Dilek Güngör
Embouteillage de mots
Origine, famille, langue, identité : voici les thèmes de la journaliste et autrice Dilek Güngör. Dans son nouveau livre, elle parle de l’absence de parole entre père et fille. Mais le silence et la proximité ne doivent pas nécessairement s’exclure mutuellement.
De Holger Moos
Comme dans Ich bin Özlem (2019 Je suis Özlem), Güngör s’exprime dans son nouveau roman avec des phrases simples et claires sur la famille, mais cette fois-ci elle est axée sur une relation père-fille. L’intrigue est vite racontée : une fille rend visite à son père tandis que sa mère part en vacances de ressourcement d’une semaine avec des amis.

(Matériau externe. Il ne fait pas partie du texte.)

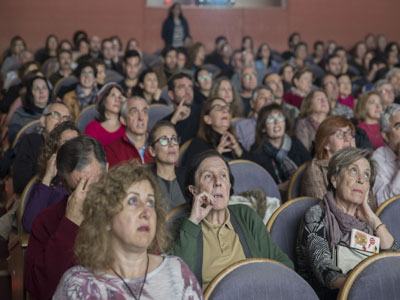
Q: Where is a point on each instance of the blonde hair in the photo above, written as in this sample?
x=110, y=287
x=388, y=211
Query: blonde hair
x=103, y=201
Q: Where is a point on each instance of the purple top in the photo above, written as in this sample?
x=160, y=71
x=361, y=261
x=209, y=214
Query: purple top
x=42, y=196
x=172, y=279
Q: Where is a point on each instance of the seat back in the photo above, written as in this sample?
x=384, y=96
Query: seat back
x=249, y=175
x=182, y=151
x=87, y=115
x=389, y=213
x=376, y=277
x=178, y=212
x=258, y=278
x=295, y=182
x=28, y=128
x=285, y=222
x=156, y=113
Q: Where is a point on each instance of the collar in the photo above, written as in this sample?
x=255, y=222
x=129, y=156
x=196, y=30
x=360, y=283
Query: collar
x=210, y=227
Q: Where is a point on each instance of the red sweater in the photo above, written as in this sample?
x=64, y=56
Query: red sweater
x=50, y=250
x=122, y=150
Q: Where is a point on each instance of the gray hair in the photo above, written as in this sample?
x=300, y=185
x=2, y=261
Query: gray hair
x=390, y=74
x=387, y=114
x=262, y=87
x=344, y=158
x=378, y=85
x=47, y=108
x=124, y=104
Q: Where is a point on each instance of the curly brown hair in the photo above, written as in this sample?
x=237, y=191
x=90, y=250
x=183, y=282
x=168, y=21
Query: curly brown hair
x=51, y=145
x=103, y=201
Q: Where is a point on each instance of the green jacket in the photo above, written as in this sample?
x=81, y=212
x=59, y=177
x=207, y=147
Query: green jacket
x=254, y=237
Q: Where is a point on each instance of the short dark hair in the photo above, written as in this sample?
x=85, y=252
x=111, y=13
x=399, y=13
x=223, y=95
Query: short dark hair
x=166, y=50
x=130, y=54
x=194, y=165
x=171, y=81
x=76, y=154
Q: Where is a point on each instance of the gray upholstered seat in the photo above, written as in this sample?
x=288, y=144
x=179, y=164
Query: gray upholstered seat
x=376, y=278
x=389, y=213
x=259, y=279
x=284, y=223
x=249, y=175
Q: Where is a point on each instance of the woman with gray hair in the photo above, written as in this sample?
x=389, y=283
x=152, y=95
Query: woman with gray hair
x=351, y=174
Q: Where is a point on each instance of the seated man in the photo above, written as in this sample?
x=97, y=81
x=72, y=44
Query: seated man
x=134, y=116
x=246, y=128
x=80, y=161
x=387, y=182
x=168, y=68
x=26, y=155
x=186, y=115
x=131, y=64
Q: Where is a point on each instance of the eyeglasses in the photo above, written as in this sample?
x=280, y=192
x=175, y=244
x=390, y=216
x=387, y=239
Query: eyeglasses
x=273, y=119
x=164, y=140
x=218, y=107
x=57, y=116
x=342, y=134
x=204, y=77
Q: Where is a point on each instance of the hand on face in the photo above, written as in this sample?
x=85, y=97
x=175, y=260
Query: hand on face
x=202, y=205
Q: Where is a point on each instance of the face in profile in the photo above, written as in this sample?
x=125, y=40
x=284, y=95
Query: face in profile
x=212, y=177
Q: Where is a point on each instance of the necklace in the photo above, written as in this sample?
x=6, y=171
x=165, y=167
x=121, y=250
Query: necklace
x=127, y=286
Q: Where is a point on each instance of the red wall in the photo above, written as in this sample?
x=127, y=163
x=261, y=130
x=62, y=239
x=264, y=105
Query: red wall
x=345, y=21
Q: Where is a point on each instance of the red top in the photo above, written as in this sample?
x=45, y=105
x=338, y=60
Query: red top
x=122, y=150
x=374, y=133
x=95, y=130
x=293, y=99
x=50, y=250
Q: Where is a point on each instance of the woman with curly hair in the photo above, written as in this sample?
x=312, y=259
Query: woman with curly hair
x=48, y=190
x=119, y=240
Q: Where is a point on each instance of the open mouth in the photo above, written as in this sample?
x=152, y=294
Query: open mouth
x=144, y=229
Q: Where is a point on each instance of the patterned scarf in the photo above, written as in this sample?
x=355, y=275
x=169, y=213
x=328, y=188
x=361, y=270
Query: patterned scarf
x=338, y=224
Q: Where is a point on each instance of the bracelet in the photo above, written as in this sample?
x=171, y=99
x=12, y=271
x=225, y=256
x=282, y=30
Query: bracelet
x=377, y=227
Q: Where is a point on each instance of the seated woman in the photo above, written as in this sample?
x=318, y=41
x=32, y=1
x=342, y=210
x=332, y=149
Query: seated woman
x=107, y=128
x=85, y=93
x=163, y=144
x=49, y=189
x=147, y=87
x=215, y=132
x=367, y=112
x=334, y=133
x=351, y=174
x=314, y=109
x=302, y=83
x=223, y=88
x=202, y=85
x=118, y=241
x=345, y=86
x=212, y=223
x=36, y=99
x=275, y=150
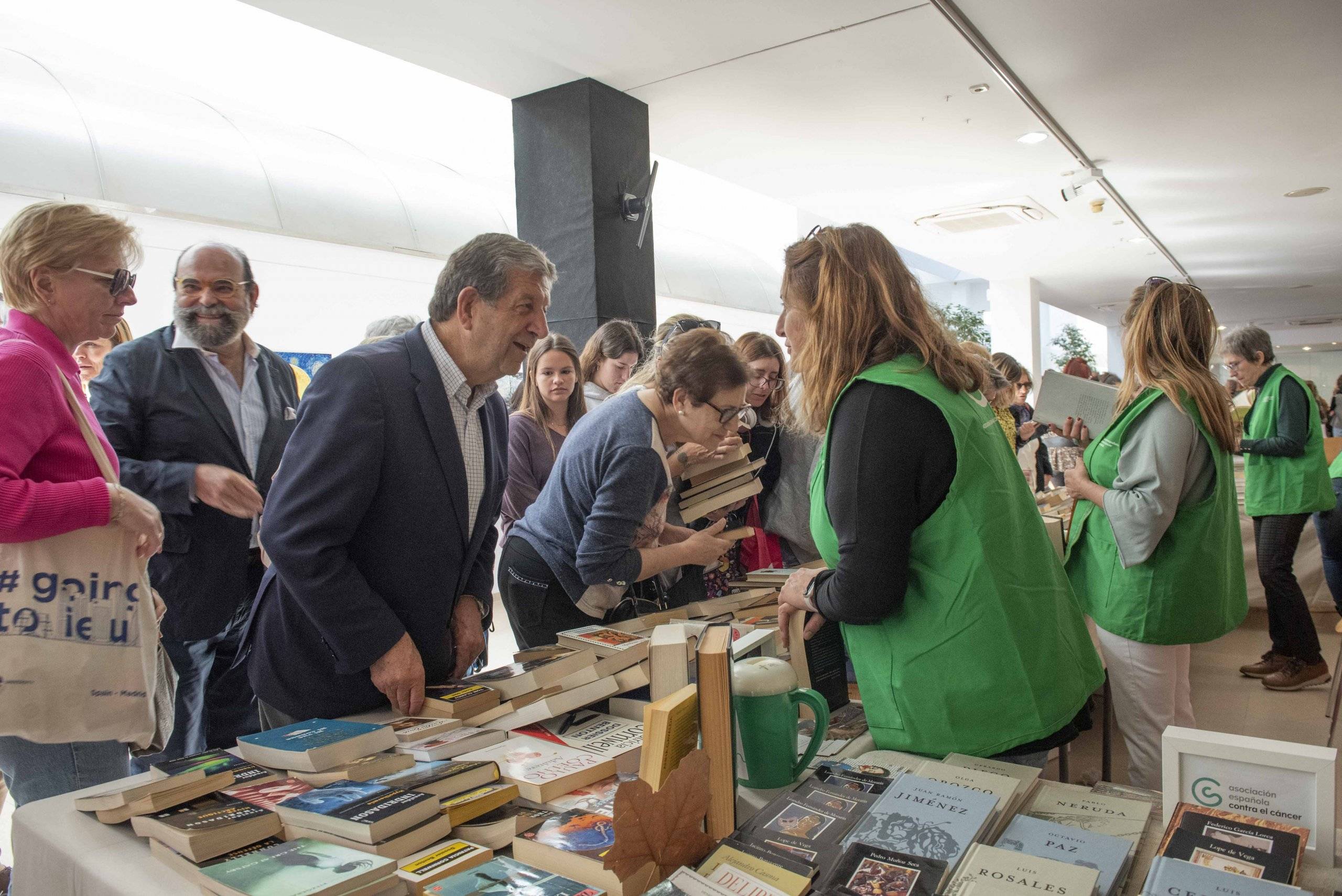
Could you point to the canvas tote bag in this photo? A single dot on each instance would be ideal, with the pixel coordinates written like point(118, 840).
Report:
point(80, 639)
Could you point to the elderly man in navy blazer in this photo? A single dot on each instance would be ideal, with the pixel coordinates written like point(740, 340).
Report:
point(380, 525)
point(199, 416)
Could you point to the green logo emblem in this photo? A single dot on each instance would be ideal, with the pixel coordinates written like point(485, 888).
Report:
point(1204, 791)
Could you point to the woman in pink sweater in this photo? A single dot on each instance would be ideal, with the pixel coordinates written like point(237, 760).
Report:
point(63, 274)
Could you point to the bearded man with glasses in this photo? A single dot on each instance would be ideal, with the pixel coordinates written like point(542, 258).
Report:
point(199, 415)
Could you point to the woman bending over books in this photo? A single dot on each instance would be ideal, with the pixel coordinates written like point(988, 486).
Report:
point(1154, 549)
point(599, 525)
point(957, 613)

ALIÉNATION LINGUISTIQUE ET SOCIALE
La narratrice à la première personne, Ipek, lutte contre le mutisme entre elle et son père, qu’elle perçoit comme la cause et l’expression de la perte de leur proximité. Elle se demande, et souvent dans un dialogue silencieux avec son père, comment cela s’est passé, qui a fait ou n’a pas fait quoi et quand. La perte de cette proximité est comme une séparation pour Ipek : « Je n’ai compris que c’était fini entre nous que lorsque c’était déjà fini, j’ai manqué le moment lui-même. Je ne comprends beaucoup qu’après coup, ou pas du tout, même quand on me l’explique. »Ses parents sont originaires de Turquie et sont arrivés en Allemagne dans les années 1970. Ipek apprend l’anglais, puis le français et l’espagnol. Le turc est perdu pour elle, car il s’agit d’une « langue maternelle qui ne comptait pour rien, car tous ceux qui parlaient turc n’avaient pas appris l’allemand correctement et ne s’étaient pas adaptés correctement ». À l’aliénation linguistique s’ajoute l’aliénation sociale. Les parents vivent dans une petite ville souabe, la fille va étudier dans une autre ville, puis en Angleterre. En attendant, elle vit à Berlin. Dans tous ces mouvements, elle découvre de nouveaux modes de vie et d’expérience.
PROCHES, MAIS DIFFÉRENTS
Ipek se souvient des ébats de son enfance avec son père, des farces et attrapes qu’ils faisaient ensemble. Ces souvenirs contrastent avec le présent avec son « embouteillage de mots provenant de nombreuses langues différentes et ne servant à rien ». La familiarité non verbale, peut-être beaucoup plus profonde, a depuis longtemps fait place à des actes de parole toujours accompagnés de pensées critiques, des actes d’échec répété. L’aspiration à une compréhension sans paroles demeure : « Je me demande si nous pouvons être proches à nouveau, différents d’avant, mais suffisamment proches pour que je puisse t’apporter une couverture quand tu t’endors devant la télévision? »Güngör a réussi à écrire un livre sensible et touchant, sans pathos. À son départ, le père emmène sa fille à la gare. Comme d’habitude, il ne l’accompagne pas jusqu’au quai, mais la dépose simplement en voiture devant la gare. Dans ce simple geste, c’est toute l’attention du père qui se révèle, une attention qui se passe de mots.
Dilek Güngör: Vater und ich. Roman
Berlin: Verbrecher Verlag, 2021. 104 S.
ISBN: 978-3-95732-492-4
Ce livre est également disponible dans Onleihe.